With respect to the forward-looking statements contained in this MD&A, assumptions have been made regarding, among other things: the 2016 BEE Buyout Transactions, the resolution of the BEE requirements, the price of PGMs, fluctuations in currency markets, inflation, the regulatory framework in the jurisdictions that the Company conducts its business, operating costs, the Company’s ability to obtain financing on acceptable terms and litigation outcome.
Forward-looking statements are subject to all of the risks and uncertainties normally incident in the mining and development of PGMs that may cause actual results or events to differ materially from those anticipated in such forward-looking statements. These risks include, but are not limited to: the risk of fluctuations in the assumed exchange rates of currencies that directly impact the Company, such as the Canadian dollar, Rand and U.S. dollar; the risk of fluctuations in the assumed prices of PGM and other commodities; the risk of changes in government legislation, taxation, controls, regulations and political or economic developments in Canada, the United States, South Africa, Barbados or other countries in which the Company carries, or may carry on business in the future; litigation risks and the uncertainty thereof; risks associated with mining or development activities; the speculative nature of exploration and development, including the risk of obtaining necessary licenses and permits, assumed quantities or grades of reserves, need for additional funding, availability and terms of additional funding, and certain other known and unknown risks detailed from time to time in the Company’s public disclosure documents, copies of which are available on the Company’s SEDAR profile at www.sedar.com.
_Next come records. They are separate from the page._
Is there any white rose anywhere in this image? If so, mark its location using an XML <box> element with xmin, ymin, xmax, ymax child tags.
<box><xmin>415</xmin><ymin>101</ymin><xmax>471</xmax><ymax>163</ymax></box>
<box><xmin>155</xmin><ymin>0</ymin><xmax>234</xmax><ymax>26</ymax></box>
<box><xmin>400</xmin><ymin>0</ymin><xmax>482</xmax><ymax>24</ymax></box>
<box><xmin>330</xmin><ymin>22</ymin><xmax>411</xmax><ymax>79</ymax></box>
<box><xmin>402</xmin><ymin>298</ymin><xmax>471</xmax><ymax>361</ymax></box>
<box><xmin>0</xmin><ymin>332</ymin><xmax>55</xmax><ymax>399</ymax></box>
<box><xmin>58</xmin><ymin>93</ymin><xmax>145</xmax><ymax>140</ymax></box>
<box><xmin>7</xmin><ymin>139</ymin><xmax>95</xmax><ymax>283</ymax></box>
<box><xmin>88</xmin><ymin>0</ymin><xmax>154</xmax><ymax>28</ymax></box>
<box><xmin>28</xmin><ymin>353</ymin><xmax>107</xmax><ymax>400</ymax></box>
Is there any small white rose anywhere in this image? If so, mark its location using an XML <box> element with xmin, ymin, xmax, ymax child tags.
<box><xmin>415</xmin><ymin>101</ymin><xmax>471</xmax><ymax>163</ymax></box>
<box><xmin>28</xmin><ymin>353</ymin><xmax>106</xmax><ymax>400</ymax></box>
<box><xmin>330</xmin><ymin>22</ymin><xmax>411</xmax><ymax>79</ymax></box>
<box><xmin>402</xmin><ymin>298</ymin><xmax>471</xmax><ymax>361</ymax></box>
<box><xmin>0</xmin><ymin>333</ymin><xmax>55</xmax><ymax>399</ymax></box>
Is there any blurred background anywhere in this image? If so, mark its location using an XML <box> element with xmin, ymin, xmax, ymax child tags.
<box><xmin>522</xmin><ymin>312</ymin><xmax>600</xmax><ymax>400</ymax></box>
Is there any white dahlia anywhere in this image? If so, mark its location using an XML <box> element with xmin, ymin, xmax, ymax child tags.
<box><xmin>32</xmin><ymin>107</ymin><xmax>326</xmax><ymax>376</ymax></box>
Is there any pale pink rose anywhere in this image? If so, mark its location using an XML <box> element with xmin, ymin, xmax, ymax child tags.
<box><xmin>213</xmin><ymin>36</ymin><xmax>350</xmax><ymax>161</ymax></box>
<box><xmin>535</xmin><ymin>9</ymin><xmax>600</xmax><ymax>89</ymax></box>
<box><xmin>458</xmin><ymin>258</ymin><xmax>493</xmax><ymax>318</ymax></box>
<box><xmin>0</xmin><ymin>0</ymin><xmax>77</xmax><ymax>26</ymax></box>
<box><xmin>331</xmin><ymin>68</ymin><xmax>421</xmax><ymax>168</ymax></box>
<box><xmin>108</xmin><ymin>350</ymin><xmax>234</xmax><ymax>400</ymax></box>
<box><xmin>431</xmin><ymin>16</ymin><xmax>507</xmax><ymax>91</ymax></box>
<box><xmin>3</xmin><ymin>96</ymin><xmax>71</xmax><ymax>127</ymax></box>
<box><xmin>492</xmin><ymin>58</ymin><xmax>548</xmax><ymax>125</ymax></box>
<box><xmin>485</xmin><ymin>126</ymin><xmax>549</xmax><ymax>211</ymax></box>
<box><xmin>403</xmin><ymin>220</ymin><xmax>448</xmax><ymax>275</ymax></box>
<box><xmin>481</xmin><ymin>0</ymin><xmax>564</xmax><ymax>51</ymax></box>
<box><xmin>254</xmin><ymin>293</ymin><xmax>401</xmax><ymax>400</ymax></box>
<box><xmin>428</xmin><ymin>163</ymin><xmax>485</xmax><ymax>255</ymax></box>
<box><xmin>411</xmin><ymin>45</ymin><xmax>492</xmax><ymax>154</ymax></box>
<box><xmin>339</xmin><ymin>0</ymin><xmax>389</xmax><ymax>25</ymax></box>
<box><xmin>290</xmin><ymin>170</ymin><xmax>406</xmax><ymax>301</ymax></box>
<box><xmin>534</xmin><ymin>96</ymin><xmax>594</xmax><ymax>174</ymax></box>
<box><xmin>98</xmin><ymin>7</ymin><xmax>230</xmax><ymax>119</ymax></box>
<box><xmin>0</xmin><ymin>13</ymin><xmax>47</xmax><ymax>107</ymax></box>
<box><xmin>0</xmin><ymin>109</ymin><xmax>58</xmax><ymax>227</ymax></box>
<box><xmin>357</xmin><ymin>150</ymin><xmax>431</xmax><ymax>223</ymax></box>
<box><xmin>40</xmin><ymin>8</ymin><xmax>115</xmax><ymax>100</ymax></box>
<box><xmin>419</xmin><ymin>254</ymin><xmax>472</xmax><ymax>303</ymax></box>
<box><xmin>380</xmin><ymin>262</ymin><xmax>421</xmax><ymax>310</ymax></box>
Although the Company believes that the material factors, expectations and assumptions expressed in such forward-looking statements are reasonable based on information available to it on the date such statements were made, no assurances can be given as to future results, levels of activity and achievements and such statements are not guarantees of future performance. The Company’s actual results may differ materially from those expressed or implied in forward-looking statements and readers should not place undue importance or reliance on the forward-looking statements. Statements including forward-looking statements are made as of the date they are given and, except as required by applicable securities laws, the Company disclaims any intention or obligation to publicly update or revise any forward-looking statements, whether as a result of new information, future events or otherwise. The forward-looking statements contained in this MD&A are expressly qualified by this cautionary statement.